Bogdan Tudorache
The crisis generated by Coronavirus has affected all sectors, but not equally, says Angela Wilkinson, Secretary General & CEO of World Energy Council, at Foren 2020.
The Coronavirus crisis has affected all sectors, in all regions, about 10 times more than the financial crisis of 2008. The recovery will lead to the largest global reallocation of capital in history: the stake is of hundreds of trillions of dollars. Recovery policies are still under development, and the world will no longer be the same, Wilkinson said.
“The most important answer is to put people first. The global energy transition will not be easy after the crisis,” she said.
The global society will not return to the previous status quo, but will re-establish itself on a new, stronger basis.
“The crisis has placed a new emphasis on resilience, which extends to and includes people, communities and supply chains, as well as extreme weather scenarios and cyber risks.”
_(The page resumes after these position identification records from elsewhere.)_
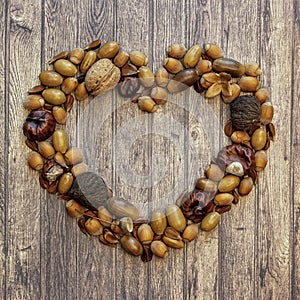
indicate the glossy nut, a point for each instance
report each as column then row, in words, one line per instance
column 34, row 102
column 74, row 156
column 76, row 56
column 249, row 84
column 159, row 249
column 138, row 58
column 214, row 173
column 146, row 76
column 46, row 149
column 35, row 161
column 158, row 222
column 65, row 183
column 173, row 65
column 191, row 58
column 89, row 59
column 190, row 233
column 145, row 234
column 131, row 245
column 206, row 185
column 176, row 51
column 54, row 96
column 175, row 217
column 261, row 160
column 228, row 183
column 222, row 199
column 267, row 112
column 74, row 209
column 65, row 68
column 109, row 50
column 259, row 139
column 210, row 221
column 50, row 78
column 162, row 77
column 246, row 186
column 230, row 66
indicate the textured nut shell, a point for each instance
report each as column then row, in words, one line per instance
column 102, row 76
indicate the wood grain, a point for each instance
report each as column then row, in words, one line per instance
column 150, row 158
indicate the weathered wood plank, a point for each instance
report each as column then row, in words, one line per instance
column 22, row 199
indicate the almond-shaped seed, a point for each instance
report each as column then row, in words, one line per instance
column 146, row 76
column 60, row 141
column 65, row 183
column 249, row 84
column 46, row 149
column 121, row 59
column 34, row 102
column 79, row 169
column 173, row 65
column 54, row 96
column 69, row 85
column 35, row 161
column 261, row 160
column 228, row 183
column 65, row 68
column 213, row 51
column 246, row 186
column 210, row 221
column 267, row 112
column 59, row 114
column 89, row 59
column 192, row 57
column 50, row 78
column 222, row 199
column 76, row 56
column 177, row 244
column 81, row 92
column 206, row 185
column 259, row 139
column 190, row 233
column 109, row 50
column 176, row 51
column 74, row 209
column 74, row 156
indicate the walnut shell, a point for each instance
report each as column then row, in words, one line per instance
column 102, row 76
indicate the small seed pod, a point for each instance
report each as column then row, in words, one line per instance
column 131, row 245
column 35, row 161
column 65, row 183
column 109, row 50
column 159, row 249
column 210, row 221
column 191, row 58
column 261, row 160
column 246, row 186
column 76, row 56
column 74, row 209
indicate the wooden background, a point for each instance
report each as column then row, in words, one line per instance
column 254, row 253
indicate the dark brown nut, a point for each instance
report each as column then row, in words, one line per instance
column 230, row 66
column 65, row 68
column 102, row 76
column 34, row 102
column 109, row 50
column 39, row 125
column 54, row 96
column 76, row 56
column 35, row 161
column 59, row 114
column 182, row 80
column 89, row 59
column 50, row 78
column 69, row 85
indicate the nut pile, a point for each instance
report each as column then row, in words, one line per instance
column 95, row 69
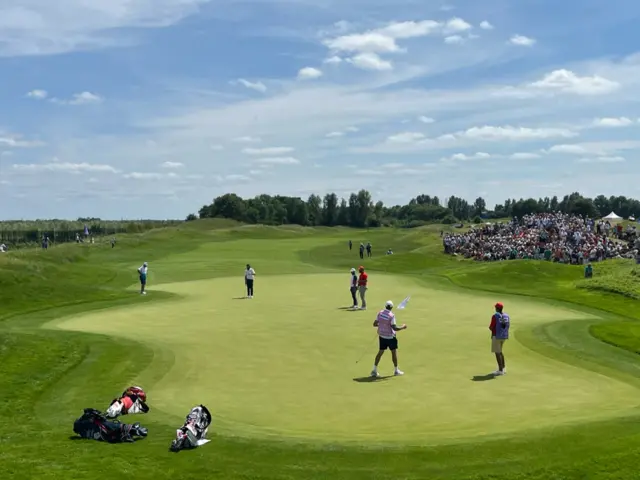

There are thus four development scenarios for 2024, called Rewind, Pause, Fast-Foreward and Re-Record.
”Each scenario explores how uncertainties about ambition, confidence and the ability to respond to the virus can combine and affect recovery. We used these scenarios to create the world’s first Energy Transition Radar, which we will launch later this month. Radar detects real-time signals from the world and shows how recovery plans affect the pace and direction of the global energy transition and the implications for regional and national transitions. We are now preparing a new investment tool to be applied to the global reallocation of capital and new opportunities,” she added. Decarbonisation, digitalization, decentralization and disruptive demand-side transformation are the new indicators pursued.
“Value migrates closer to the final consumer and we are at a time when we need to put the consumer in the spotlight in the future. To ensure recovery and transformation, we need to ensure better energy cooperation with other sectors. We need to work together to develop systems that produce more energy and less carbon and build socially sustainable systems to achieve emission neutrality,” added Wilkinson.